I was never much into photography until digital cameras came on the scene. I am a computer technology teacher/facilitator at a middle school in CT, and my first experience was with a Mavica that saved to a floppy disk. How far digital cameras have advanced from those early days! I am currently using a 5.0 megapixel Canon with a 12x optical zoom. I have a 1Gb SD card, and I "shoot with abandon." That way, if I shoot 150 or 200 shots at an event, I am sure to get at least 70 or 80 really good ones.
I record all of the school events and use a really old program, Kai's Power Show, to put them into neat slide shows with transitions.
I encourage my students to use their cameras and to come after school to open their pics in PhotoShop and play around with digital manipulation.
I look forward to helping teachers integrate digital photography into their curriculum projects. It's a really wonderful, inexpensive way to record what is going on around us.

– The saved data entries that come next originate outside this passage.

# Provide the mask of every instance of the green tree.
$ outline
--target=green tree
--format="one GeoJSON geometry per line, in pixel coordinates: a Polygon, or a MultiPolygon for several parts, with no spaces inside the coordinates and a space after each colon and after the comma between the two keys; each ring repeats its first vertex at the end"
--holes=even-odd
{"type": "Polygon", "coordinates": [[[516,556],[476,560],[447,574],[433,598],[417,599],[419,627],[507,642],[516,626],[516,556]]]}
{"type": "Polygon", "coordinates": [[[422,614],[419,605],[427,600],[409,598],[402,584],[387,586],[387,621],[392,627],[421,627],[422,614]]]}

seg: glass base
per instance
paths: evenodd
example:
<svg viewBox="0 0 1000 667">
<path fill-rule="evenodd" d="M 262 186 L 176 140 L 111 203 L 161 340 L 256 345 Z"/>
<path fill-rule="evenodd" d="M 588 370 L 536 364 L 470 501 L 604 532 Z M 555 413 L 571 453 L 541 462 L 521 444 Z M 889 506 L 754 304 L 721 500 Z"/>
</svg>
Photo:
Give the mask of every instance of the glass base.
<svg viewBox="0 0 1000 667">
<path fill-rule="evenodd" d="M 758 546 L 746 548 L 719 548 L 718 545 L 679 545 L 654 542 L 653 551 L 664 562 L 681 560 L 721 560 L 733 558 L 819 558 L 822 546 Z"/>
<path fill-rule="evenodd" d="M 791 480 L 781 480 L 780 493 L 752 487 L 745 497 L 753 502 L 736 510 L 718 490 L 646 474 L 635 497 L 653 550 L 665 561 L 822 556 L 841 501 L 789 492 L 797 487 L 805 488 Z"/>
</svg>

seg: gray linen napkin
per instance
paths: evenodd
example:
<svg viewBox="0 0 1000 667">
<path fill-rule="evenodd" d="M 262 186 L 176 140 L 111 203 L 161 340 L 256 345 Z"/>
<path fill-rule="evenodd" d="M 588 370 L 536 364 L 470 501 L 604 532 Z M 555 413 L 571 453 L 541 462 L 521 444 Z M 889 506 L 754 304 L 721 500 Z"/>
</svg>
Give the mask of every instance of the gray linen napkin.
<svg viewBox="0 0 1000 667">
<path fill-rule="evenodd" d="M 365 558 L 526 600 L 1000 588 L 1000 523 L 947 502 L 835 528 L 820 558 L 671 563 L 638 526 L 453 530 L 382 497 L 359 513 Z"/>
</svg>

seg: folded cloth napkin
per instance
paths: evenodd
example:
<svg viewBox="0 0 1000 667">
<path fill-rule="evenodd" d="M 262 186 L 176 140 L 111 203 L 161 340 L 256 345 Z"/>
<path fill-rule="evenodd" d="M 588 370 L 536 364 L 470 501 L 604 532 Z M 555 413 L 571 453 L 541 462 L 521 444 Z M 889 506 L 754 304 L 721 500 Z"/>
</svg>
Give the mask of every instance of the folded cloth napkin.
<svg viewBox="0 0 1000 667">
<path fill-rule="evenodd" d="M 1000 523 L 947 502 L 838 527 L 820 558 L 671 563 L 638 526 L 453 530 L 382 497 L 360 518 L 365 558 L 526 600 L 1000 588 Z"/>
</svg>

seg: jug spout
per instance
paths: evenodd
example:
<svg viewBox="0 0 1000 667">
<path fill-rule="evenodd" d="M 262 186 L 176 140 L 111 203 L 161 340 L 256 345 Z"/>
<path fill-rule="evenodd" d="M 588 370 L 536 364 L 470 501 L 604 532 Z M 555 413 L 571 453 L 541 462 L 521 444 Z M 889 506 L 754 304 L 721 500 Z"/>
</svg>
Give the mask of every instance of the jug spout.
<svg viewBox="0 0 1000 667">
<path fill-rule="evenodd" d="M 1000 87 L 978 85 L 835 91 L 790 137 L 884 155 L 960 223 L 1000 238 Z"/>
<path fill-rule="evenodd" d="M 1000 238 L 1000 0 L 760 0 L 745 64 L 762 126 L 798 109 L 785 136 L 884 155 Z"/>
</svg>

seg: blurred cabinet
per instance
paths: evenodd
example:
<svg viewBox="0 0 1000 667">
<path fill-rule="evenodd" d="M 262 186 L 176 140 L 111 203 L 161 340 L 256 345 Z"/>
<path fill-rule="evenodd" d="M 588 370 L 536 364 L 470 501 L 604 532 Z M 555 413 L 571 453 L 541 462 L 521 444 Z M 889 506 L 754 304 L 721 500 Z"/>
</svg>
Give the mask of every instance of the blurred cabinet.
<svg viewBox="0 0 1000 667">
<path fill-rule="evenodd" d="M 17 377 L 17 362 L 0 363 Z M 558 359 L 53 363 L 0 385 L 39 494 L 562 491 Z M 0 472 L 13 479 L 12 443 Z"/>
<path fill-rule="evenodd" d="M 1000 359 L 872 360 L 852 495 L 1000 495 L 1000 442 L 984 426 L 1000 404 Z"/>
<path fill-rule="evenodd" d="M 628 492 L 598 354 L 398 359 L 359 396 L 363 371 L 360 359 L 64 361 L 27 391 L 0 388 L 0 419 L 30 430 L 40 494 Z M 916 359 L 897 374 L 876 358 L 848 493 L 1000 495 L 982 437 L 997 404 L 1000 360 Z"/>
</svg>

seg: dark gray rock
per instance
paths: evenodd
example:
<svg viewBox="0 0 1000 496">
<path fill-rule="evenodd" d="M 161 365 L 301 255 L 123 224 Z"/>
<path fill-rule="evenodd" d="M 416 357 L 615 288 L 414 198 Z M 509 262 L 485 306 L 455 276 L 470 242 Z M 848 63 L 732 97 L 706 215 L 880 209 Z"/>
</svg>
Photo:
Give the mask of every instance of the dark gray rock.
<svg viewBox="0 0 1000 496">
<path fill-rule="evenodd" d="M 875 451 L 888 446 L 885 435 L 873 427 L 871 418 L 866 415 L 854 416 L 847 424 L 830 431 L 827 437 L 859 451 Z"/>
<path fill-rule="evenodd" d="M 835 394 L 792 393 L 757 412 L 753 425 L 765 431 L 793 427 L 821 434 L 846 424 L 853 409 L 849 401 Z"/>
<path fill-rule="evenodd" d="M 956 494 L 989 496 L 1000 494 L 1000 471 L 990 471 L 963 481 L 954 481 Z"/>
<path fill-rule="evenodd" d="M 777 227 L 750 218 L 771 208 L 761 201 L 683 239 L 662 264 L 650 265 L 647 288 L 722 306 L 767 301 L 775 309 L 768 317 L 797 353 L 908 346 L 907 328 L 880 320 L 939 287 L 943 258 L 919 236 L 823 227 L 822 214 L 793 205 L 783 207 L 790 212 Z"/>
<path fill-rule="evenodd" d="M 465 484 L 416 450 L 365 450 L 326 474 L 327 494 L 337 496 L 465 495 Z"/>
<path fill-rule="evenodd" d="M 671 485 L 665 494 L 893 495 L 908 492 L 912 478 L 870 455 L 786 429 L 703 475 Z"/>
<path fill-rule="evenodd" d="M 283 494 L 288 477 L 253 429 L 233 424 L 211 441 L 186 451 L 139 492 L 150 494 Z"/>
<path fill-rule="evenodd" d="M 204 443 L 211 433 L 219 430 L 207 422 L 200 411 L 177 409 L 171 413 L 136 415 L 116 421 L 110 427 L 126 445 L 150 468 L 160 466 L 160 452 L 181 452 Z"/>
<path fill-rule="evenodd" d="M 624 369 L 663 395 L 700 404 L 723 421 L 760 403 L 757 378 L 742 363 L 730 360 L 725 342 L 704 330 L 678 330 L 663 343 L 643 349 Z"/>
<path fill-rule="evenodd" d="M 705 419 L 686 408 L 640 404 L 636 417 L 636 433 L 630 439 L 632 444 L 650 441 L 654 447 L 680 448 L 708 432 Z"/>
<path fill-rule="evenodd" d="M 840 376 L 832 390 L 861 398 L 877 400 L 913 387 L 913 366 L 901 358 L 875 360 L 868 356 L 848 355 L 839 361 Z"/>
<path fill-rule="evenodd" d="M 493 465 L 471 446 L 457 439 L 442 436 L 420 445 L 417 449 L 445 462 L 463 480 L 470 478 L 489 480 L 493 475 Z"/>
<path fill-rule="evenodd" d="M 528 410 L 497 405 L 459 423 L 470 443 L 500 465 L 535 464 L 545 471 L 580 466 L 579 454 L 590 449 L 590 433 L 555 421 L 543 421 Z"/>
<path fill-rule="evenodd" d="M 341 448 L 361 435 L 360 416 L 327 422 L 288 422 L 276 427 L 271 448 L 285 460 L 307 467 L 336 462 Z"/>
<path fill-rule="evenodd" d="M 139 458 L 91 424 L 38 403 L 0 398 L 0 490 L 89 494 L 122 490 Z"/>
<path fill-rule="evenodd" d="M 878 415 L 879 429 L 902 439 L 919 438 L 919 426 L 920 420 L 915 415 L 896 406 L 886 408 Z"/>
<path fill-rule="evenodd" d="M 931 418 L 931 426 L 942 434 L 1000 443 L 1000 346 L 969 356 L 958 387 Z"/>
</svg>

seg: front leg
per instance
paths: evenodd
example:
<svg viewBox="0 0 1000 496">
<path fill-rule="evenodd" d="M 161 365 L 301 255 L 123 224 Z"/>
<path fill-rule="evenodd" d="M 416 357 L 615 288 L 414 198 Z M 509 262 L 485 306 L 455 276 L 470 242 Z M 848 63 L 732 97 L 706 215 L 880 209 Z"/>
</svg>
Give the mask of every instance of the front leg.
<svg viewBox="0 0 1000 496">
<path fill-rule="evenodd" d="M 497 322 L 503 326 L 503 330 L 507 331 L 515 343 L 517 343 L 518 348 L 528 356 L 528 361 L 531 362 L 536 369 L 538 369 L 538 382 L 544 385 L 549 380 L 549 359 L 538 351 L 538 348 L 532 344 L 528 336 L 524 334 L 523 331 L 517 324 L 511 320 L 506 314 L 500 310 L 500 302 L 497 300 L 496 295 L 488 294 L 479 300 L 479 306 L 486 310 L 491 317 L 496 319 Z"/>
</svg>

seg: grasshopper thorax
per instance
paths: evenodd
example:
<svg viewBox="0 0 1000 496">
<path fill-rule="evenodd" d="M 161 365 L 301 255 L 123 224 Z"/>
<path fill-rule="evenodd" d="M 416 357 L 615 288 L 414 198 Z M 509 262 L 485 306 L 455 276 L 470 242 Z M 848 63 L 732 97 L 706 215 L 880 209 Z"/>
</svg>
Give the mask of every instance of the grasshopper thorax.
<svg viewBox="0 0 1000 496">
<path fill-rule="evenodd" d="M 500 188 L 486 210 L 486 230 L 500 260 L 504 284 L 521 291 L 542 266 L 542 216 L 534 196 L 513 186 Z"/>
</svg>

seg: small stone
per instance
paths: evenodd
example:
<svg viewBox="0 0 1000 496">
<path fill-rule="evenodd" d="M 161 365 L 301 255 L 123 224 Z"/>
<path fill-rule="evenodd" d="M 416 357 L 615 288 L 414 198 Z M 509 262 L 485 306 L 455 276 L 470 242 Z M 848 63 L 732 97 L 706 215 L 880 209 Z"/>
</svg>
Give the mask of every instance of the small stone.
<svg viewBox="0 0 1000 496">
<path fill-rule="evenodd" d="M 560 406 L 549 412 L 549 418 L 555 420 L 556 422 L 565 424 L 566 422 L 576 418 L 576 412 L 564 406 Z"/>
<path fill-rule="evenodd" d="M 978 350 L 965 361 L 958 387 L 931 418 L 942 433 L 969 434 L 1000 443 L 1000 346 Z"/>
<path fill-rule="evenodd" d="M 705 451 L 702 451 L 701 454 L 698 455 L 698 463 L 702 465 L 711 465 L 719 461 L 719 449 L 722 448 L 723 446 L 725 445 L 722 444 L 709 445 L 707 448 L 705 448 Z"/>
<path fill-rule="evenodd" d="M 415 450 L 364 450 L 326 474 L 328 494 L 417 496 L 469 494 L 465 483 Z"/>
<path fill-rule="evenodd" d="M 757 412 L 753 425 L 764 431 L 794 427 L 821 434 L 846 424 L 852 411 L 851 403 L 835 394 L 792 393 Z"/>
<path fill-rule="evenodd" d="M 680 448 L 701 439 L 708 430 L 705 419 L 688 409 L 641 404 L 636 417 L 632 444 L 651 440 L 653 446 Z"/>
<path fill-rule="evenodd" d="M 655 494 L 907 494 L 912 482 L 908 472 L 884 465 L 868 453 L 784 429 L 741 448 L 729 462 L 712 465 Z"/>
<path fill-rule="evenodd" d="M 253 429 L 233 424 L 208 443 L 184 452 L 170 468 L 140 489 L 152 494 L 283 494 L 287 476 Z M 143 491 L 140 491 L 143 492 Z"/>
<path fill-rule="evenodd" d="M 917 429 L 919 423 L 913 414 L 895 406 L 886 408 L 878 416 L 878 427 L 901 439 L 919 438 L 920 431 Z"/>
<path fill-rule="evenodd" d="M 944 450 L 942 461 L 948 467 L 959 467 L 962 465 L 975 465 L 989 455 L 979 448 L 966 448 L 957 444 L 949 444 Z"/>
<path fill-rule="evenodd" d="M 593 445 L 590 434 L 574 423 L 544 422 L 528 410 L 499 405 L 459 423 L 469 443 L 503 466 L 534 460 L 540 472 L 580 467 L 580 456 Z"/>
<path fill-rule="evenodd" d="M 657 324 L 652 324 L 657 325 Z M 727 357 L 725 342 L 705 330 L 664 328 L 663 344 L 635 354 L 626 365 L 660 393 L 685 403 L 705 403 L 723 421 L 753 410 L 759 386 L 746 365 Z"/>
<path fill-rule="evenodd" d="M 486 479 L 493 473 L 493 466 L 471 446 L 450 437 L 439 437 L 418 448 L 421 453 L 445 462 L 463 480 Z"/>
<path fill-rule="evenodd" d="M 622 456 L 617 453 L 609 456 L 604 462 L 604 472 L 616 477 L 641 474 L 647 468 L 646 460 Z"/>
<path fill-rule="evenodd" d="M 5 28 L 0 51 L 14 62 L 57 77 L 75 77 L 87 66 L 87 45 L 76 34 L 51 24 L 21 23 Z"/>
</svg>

Cheryl Turlin, Kansas City,  MO's picture
Anonymous (not verified)

I find that names leave my brain as soon as they are said. After about ten times or so they stay with me. Now I take pictures of my students doing things they like to do and put their names into the pictures as a part of the titles. It helps me a great deal and they get to enjoy my photo id wall.

Sr. Karen Dolovacky's picture
Anonymous (not verified)

I agree about the use of digital photography. I use it to show lab set-ups as a pre-lab. I also take pictures in lab, and then post them in the lab. Students love looking at their own pictures and so do others at Open House time, etc. I absolutely love the fact that I can get rid of ones that don't turn out and only spend money printing ones that are good.

Walt Punke's picture
Anonymous (not verified)

Excellent beginning suggestions for a tested and valid approach to student achievement and mastery for most disciplines. Focusing on core subject benchmarks and standards, hands-on activities, lesson plans are readily available for integrating technology to enhance learning.
Digital still and video photography can be incorporarated as essential and beneficial aspects in the delivery of units and daily lessons.
The growing emphasis on project-based learning accentuates applications for digital photography as an integral instructional tool. Daily verification of progress, product or project development, portfolio documentation of mastery and assesment validation are among starters. From claymation to product generation, digital photography is an ideal educational tool when empowering students in the entire process!

Roxanne Karr's picture
Anonymous (not verified)

I totally agree - a digital camera is wonderful to use in your classroom throughout the year. I am the computer tech for kindergarten through sixth grade, and we use the digital camera for everything from field trips to class plays to a special sixth grade PowerPoint slide show that we do every year to celebrate the sixth graders moving on to the middle school. Thank you for promoting an excellent way to integrate technology into the classroom!